No matter what, the bartender's daughter will come to town and ask about the bartender. If she thinks you killed him, she will try to kill you. (Or you can kill her.)
  • If you tell her the husband did it, she will kill the husband.
  • If the husband is still alive, he will get nervous that she'll find out about everything, and want to get rid of her. You can tell him to do it, or you can offer to do it.
    • If you made him take the 70-30 split, then he'll tell her you did it, and she'll try to kill you.
If the husband died or otherwise disappeared, the wife will ask if you've seen him around. So far, the wife has had so little agency in this story that you've probably forgotten it was all about two men fighting over her in the beginning. (A noir trope.)
  • If you blame her for sleeping with the bartender, and imply that this is all basically her fault, she'll snap back at you: "don't judge me, you murderer."
  • If you tell her about the husband, she will (after a week) give you a photo that incriminates the mafia boss and the rich family. You can use this photo to pay-off your debt to the mafia or the family... and with her, the quest is finally over... or is it?


Yeah, it's finally over. As far as I can tell.

What I like about this quest is that it's a "slow quest" that actually does the work of world simulation over the course of several in-game days. Imagine completing this quest by raiding the mafia drug lab, then doing some other unrelated quests for a few real-life hours, and then suddenly all these NPCs are wondering what the hell happened. In most RPGs, NPCs accept NPC deaths with supernatural stoicism and everything is instantly resolved. In this quest, stuff keeps happening. It reminds me of the complex Tenpenny Tower quest from Fallout 3, where you can convince wealthy humans and sentient zombies to peacefully coexist, but if you revisit the location days later then you'll find out the zombies eventually killed all the humans anyway.

Diamond City Blues also plays with Fallout 4's game systems in critical ways. An NPC basically admits the game's inventory UI and barter systems are annoying, then uses that to negotiate with you. The Quest UI lies to you and says the quest is over, waits a few days, then ropes you back into everything.
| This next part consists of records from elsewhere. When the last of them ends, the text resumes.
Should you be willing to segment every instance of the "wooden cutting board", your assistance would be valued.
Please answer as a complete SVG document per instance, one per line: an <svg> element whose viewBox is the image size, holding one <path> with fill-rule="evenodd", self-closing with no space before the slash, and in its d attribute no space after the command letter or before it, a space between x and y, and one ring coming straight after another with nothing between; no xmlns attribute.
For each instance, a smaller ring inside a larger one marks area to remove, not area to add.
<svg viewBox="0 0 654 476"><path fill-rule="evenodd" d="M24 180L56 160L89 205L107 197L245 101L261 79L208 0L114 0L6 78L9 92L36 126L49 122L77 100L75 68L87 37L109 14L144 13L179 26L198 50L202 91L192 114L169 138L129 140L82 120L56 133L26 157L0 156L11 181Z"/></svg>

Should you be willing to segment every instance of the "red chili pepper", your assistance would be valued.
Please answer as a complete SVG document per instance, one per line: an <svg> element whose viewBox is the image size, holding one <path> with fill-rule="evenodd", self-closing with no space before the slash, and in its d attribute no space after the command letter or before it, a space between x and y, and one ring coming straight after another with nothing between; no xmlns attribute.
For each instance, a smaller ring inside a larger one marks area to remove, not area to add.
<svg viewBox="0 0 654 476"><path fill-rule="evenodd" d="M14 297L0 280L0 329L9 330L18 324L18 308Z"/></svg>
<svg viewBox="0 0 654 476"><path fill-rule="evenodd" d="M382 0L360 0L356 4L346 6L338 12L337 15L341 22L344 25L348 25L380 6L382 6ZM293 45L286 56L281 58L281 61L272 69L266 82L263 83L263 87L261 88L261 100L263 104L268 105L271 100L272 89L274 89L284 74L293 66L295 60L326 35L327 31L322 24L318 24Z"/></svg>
It's also a bit difficult to kill the mafia boss or rich father, once they start sending thugs to murder you. To the game's faction system, these NPCs are still safely non-hostile in the city, and the entire city will attack you if you attack them to their face. They have a strange sort of "invincible passive-aggressive NPC privilege" here which is really fascinating, the game is systemically fortifying organized crime and the rich who can just spawn NPCs to go hostile after you, instead of getting their hands dirty.

Notice that there's no "big choices" here. You can't go to the cops at any point in this quest, because in a pulpy noir crime parable that never happens. It will all pretty much play out the same way, no matter what, and it's rigged to do that. What's different is the details in how these consequences spill over everywhere. You can lie to so many people about everything! NPCs actually have some concept of memory, interiority, and autonomy! Instead of being a clear branching narrative with a big eye-rolling "ethical dilemma" at the end, this is bushy and mushy.

The result is a very expressive quest that drags more and more characters into the orbit of this messy noir drama, haunting everyone with their complicity and lies, including the player. One of the few open world quests that actually needs an open world to pull it off.